Orte, Projekte, Resonanzen…

Der Speicher sammelt und vernetzt: Blaue Linien zeigen die Resonanzen, die zwischen Projekten entstanden sind. Begriffe kennzeichnen bestimmte Qualitäten, die sich in den Resonanzen wiederholen oder auch zukünftig verknüpfen lassen. Neben den Projekttiteln lassen sich die Handlungsorte anzeigen, wodurch sich User*innen zahlreiche Einstiegsmöglichkeiten offenbaren, die sich geordnet oder bewusst chaotisch präsentieren lassen.

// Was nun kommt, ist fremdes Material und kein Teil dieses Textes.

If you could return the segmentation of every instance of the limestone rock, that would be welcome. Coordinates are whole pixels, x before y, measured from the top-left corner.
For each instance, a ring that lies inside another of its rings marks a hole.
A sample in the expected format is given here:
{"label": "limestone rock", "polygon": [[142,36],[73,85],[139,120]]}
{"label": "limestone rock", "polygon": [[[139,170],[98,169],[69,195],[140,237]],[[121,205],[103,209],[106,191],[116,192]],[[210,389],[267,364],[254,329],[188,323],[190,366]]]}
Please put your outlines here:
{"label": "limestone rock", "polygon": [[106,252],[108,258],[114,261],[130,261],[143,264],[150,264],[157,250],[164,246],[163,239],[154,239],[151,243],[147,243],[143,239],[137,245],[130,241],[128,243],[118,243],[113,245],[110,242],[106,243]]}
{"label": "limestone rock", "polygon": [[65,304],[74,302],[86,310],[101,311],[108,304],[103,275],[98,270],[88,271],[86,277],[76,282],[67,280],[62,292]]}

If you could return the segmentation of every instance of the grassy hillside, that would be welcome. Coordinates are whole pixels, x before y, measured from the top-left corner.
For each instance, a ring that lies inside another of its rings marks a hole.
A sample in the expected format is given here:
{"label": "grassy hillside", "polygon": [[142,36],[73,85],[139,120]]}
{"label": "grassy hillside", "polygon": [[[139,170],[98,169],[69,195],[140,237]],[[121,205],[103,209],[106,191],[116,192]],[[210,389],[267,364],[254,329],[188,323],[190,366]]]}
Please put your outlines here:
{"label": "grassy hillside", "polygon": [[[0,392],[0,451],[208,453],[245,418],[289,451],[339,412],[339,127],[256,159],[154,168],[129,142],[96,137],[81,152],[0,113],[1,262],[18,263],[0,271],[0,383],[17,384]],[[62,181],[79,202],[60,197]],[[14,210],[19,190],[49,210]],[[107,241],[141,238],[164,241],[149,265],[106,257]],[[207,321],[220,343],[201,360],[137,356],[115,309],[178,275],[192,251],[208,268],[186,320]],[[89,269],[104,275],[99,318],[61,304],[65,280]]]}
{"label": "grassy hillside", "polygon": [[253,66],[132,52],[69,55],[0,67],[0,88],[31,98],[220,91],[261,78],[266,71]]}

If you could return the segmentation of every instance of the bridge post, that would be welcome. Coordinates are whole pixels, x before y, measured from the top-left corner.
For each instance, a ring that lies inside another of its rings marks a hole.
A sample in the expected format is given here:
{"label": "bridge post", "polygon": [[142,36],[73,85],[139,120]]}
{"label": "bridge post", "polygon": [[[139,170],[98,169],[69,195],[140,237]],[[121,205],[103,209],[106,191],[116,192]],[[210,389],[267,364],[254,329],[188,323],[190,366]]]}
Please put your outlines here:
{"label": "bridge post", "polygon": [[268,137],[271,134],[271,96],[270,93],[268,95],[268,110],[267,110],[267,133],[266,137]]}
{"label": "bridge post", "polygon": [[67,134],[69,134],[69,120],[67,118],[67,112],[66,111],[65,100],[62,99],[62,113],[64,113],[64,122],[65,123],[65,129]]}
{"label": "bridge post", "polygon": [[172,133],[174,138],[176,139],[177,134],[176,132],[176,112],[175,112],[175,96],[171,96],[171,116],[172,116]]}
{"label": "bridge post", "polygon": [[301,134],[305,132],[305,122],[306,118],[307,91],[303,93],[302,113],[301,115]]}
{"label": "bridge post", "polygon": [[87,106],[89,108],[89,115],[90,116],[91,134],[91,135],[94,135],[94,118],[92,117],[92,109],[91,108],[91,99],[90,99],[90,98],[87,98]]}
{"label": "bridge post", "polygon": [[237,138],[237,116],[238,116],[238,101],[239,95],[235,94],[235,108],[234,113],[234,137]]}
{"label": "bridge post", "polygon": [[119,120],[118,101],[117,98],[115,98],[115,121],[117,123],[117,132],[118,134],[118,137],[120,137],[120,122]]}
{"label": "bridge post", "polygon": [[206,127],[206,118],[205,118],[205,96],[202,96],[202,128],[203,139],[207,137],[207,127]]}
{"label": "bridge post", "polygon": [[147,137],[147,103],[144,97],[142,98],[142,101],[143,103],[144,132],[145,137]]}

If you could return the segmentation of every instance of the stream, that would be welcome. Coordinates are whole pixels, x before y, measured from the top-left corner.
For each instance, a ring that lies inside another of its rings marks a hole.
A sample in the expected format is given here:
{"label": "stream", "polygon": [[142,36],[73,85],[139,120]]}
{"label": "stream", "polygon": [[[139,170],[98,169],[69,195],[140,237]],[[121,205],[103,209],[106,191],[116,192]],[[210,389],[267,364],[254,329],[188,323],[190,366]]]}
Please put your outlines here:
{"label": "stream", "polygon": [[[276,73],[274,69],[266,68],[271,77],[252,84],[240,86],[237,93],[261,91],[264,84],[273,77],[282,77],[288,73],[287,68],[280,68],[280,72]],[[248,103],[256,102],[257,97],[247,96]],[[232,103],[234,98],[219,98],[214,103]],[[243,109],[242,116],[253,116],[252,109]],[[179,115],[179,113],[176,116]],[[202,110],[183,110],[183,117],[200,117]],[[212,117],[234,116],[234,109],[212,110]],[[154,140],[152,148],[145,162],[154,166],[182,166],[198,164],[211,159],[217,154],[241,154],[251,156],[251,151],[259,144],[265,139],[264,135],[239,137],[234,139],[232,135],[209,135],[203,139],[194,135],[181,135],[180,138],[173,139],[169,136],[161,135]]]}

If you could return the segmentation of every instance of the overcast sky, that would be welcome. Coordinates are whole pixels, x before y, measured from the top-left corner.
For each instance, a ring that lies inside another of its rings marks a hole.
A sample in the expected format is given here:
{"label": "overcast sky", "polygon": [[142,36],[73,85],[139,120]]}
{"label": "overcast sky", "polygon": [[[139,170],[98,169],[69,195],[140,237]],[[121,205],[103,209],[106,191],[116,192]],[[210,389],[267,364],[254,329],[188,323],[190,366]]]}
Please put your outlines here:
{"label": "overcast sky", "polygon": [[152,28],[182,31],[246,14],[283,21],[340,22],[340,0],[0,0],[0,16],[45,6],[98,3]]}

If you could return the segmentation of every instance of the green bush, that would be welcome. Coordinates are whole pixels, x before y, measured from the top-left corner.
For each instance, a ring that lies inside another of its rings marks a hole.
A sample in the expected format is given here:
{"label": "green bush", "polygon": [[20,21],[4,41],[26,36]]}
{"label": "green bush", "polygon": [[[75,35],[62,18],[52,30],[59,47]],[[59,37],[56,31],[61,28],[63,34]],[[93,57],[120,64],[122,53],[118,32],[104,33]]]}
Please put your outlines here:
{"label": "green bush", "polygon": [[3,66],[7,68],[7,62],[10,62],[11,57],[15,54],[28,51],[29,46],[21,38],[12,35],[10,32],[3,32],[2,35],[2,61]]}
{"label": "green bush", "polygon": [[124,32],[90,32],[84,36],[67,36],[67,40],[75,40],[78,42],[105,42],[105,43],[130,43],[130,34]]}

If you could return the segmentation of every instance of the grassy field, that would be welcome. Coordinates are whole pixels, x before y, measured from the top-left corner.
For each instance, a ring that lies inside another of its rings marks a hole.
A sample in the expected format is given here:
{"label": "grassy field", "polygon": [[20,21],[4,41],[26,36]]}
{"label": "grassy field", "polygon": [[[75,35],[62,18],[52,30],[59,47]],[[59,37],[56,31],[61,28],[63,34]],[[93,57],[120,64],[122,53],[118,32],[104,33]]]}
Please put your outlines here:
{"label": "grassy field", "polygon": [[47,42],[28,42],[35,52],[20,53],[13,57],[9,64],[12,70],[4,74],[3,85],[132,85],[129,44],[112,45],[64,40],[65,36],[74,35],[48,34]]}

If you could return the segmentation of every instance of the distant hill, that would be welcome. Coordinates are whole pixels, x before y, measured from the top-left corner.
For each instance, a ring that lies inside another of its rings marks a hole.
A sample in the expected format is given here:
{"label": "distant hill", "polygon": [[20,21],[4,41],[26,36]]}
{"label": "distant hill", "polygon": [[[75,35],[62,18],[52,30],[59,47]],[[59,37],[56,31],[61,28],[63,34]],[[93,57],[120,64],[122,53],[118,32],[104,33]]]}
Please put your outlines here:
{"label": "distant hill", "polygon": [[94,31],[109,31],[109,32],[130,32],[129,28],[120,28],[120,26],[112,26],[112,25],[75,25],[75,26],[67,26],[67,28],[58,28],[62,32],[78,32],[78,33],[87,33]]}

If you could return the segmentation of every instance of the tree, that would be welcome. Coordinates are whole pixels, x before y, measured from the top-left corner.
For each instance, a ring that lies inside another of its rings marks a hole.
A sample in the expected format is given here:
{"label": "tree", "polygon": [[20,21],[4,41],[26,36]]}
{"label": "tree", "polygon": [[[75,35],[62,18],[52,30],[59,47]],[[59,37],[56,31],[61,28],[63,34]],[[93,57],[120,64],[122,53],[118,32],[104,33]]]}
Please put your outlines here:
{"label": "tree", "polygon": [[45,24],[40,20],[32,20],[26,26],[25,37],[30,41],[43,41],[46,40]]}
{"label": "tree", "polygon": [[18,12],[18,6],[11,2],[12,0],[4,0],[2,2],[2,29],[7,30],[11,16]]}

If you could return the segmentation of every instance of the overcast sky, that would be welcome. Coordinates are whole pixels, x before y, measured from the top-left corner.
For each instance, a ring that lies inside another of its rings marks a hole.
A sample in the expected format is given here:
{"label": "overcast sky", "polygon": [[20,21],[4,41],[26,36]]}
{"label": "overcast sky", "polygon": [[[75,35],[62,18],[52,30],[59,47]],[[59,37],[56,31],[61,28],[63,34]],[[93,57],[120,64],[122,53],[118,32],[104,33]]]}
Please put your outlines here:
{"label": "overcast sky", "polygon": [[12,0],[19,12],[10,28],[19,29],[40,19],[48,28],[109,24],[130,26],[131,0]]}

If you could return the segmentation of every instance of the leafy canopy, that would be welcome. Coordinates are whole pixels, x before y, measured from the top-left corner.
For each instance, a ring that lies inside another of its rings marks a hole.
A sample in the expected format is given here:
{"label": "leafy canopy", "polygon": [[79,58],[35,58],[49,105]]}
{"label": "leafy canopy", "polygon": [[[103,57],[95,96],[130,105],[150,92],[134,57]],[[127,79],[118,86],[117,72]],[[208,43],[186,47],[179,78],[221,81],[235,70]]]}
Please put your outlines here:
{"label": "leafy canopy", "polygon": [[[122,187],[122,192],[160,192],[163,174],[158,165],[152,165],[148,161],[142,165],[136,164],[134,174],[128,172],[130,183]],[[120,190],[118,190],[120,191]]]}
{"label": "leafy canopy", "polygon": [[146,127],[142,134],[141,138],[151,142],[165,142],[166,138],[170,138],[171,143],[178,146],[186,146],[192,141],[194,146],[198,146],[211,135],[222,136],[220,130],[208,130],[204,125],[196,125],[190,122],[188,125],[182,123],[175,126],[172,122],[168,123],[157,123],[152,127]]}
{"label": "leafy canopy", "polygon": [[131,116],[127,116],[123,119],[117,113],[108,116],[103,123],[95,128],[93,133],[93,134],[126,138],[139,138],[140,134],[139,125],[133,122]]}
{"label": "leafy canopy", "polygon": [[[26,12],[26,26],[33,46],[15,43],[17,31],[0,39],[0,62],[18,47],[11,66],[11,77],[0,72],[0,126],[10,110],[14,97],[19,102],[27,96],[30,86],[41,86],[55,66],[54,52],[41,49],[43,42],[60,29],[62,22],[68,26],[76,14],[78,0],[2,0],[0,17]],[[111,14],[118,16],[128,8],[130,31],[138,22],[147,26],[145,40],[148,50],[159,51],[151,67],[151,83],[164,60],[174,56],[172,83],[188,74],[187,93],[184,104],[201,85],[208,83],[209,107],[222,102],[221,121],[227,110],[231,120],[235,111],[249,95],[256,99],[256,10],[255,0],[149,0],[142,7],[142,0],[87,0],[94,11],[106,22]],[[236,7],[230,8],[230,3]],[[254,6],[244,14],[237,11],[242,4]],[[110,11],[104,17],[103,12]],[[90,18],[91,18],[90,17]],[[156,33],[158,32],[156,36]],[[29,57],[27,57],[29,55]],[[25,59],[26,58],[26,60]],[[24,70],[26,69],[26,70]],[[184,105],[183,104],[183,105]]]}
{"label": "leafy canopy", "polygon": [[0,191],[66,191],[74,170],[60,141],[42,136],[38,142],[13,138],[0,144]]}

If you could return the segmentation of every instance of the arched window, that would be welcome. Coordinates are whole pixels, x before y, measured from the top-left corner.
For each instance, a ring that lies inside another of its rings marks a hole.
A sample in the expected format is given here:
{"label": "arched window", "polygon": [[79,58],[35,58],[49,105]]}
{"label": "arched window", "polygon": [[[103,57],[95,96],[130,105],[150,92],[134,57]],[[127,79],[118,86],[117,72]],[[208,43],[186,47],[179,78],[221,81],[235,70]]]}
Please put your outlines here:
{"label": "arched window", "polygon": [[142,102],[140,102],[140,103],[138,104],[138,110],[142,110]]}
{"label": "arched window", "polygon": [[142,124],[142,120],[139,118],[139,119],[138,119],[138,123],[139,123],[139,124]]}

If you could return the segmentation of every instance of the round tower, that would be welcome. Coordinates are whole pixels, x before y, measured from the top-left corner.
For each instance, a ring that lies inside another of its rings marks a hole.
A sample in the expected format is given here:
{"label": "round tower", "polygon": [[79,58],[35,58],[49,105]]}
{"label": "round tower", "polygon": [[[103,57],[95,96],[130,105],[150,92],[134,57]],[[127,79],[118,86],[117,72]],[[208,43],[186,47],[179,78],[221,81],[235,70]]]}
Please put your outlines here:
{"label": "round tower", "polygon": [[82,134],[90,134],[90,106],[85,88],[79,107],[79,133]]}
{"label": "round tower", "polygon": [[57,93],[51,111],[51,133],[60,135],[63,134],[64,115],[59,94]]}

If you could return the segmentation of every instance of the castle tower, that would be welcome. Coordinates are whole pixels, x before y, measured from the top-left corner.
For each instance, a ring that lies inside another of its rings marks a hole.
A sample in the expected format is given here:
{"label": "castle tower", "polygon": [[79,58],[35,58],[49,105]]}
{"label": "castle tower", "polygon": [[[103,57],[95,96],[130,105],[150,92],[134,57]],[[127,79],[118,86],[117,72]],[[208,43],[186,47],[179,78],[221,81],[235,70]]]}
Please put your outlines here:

Die Beiträge, die visuell, auditiv, mit Wort und Text, Impulse aus den Projekten wiedergeben, werden projektbegleitend gefüllt und geben Hinweise darauf, was vor Ort passiert und wie sich neue mit älteren Inhalten verbinden lassen.

Was brauche ich wirklich?

Das Teilhabetool - als digitaler Fragebogen - ist die Erweiterung und Begleitung unserer analogen Projektarbeit und bietet einen partizipativen Zugang zum Resonanzspeicher. Die Antworten auf die „philosophischen Fragen“ zur Zukunft werden abgebildet und formen ihn so kontinuierlich mit - als Freitext oder in Form minimalistischer Zeichnungen. Vor Ort können Teilnehmer*innen ihre Antworten auf Postkarte drucken lassen und als Erinnerung mitnehmen.